His parents’ home on Roosevelt Avenue escaped the devastation, and throughout the night he drove over to check on his home. By 6 a.m., he had joined a brigade of homeowners to fight the encroaching flames on Sonoma Drive. “The whole neighborhood was there grabbing hoses and fighting fires,” he said.
In the late afternoon, he said, the water ran out for the homeowners and firefighters alike, forcing him and his neighbors to pack up and go. He was sure he would lose his home, but the winds died down.
“I think that was the ultimate good fortune,” he said, though some other neighbors were not so lucky.
Bischetti was not so lucky either.
On Tuesday, when the fires started in the hills and all of his Palisades neighbors started to pack their cars, Bischetti stayed behind to keep hosing down his property, including his lawn, roof, rafters and walls.
“I thought everything would be relatively safe,” he said. “I was sticking around trying to protect the house with water.”

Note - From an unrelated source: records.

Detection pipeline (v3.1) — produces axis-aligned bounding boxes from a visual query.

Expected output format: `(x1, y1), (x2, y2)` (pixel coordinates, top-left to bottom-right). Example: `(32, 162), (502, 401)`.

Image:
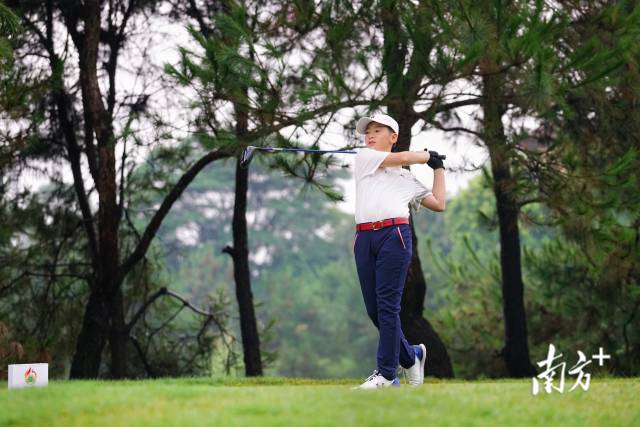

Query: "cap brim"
(356, 117), (373, 135)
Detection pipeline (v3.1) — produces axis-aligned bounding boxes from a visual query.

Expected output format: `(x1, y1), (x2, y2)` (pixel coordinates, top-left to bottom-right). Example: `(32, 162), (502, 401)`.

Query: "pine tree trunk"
(225, 98), (262, 377)
(483, 73), (536, 378)
(69, 288), (109, 379)
(109, 287), (129, 379)
(231, 159), (262, 377)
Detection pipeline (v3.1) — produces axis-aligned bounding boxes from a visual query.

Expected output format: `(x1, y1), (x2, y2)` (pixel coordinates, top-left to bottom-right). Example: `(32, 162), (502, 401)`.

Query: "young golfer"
(353, 114), (445, 389)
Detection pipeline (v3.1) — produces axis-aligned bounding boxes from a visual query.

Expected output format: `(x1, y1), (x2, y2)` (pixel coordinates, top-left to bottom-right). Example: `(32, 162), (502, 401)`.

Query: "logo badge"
(24, 367), (38, 385)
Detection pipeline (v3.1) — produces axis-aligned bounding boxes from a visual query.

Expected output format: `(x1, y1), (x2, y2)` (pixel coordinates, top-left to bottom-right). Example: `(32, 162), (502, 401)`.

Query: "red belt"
(356, 217), (409, 231)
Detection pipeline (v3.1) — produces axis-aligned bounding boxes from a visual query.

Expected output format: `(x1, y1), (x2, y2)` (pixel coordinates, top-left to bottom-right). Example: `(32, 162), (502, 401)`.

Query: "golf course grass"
(0, 378), (640, 427)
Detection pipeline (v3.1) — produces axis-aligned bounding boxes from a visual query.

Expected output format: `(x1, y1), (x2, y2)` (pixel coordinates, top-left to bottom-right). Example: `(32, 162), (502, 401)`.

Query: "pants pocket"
(396, 227), (407, 249)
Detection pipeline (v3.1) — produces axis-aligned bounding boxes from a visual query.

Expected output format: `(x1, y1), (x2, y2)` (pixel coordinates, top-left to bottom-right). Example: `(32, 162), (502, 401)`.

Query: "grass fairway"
(0, 378), (640, 427)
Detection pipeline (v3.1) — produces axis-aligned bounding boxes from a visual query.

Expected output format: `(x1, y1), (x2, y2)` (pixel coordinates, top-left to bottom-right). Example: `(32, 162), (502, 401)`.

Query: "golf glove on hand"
(424, 148), (445, 170)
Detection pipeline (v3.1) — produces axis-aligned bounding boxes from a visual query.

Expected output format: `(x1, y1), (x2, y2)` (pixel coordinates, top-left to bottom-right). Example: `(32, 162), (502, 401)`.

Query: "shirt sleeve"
(409, 174), (433, 212)
(354, 148), (389, 179)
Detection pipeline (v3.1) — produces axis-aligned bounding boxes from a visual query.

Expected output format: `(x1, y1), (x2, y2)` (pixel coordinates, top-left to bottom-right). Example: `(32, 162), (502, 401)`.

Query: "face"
(364, 122), (398, 151)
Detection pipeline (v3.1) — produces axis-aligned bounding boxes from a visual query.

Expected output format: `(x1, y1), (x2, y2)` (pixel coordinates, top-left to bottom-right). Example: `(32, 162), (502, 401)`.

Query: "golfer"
(353, 114), (445, 389)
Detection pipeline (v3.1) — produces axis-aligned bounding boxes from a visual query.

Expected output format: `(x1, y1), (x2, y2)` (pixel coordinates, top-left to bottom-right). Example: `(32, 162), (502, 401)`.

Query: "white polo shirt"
(354, 148), (431, 224)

He gradually started packing his car with a change of clothes, one of his guitars, tax papers, property deeds and hard drives from his computer. He left his computer itself back in the house, along with his amps, music equipment and tools.
His entire street was a ghost town by 5 p.m. By then, Bischetti had already watered down his property multiple times. It was dusty and smoky, and a voice in his head told him it was time to go. “I’m going to come back for this tomorrow,” he recalled thinking. “I don’t want to weigh down my car.”
It didn’t work out that way.
Bischetti drove near Palisades High School and saw a house on the corner of the street start to burn down. He then tried going on El Medio Avenue and drove into black smoke, with flames on both sides of his car. He started panicking and realized he couldn’t get through.
After making it to his sister’s home in Mar Vista, he found out from a neighbor that all of the homes on his block had been leveled.
Bischetti said his siblings lost family mementos and photos and he lost thousands of dollars’ worth of tools and musical instruments. They also had spent nearly $4,000 fixing up the home in order to rent out some of the rooms.
Bischetti and his family have signed up for Federal Emergency Management Agency disaster relief funds and are trying to get help with cleaning up the property, which he said could cost at least $10,000.
“I was getting ready for this,” he said of his one-man firefighting efforts. “That was the last hurrah.”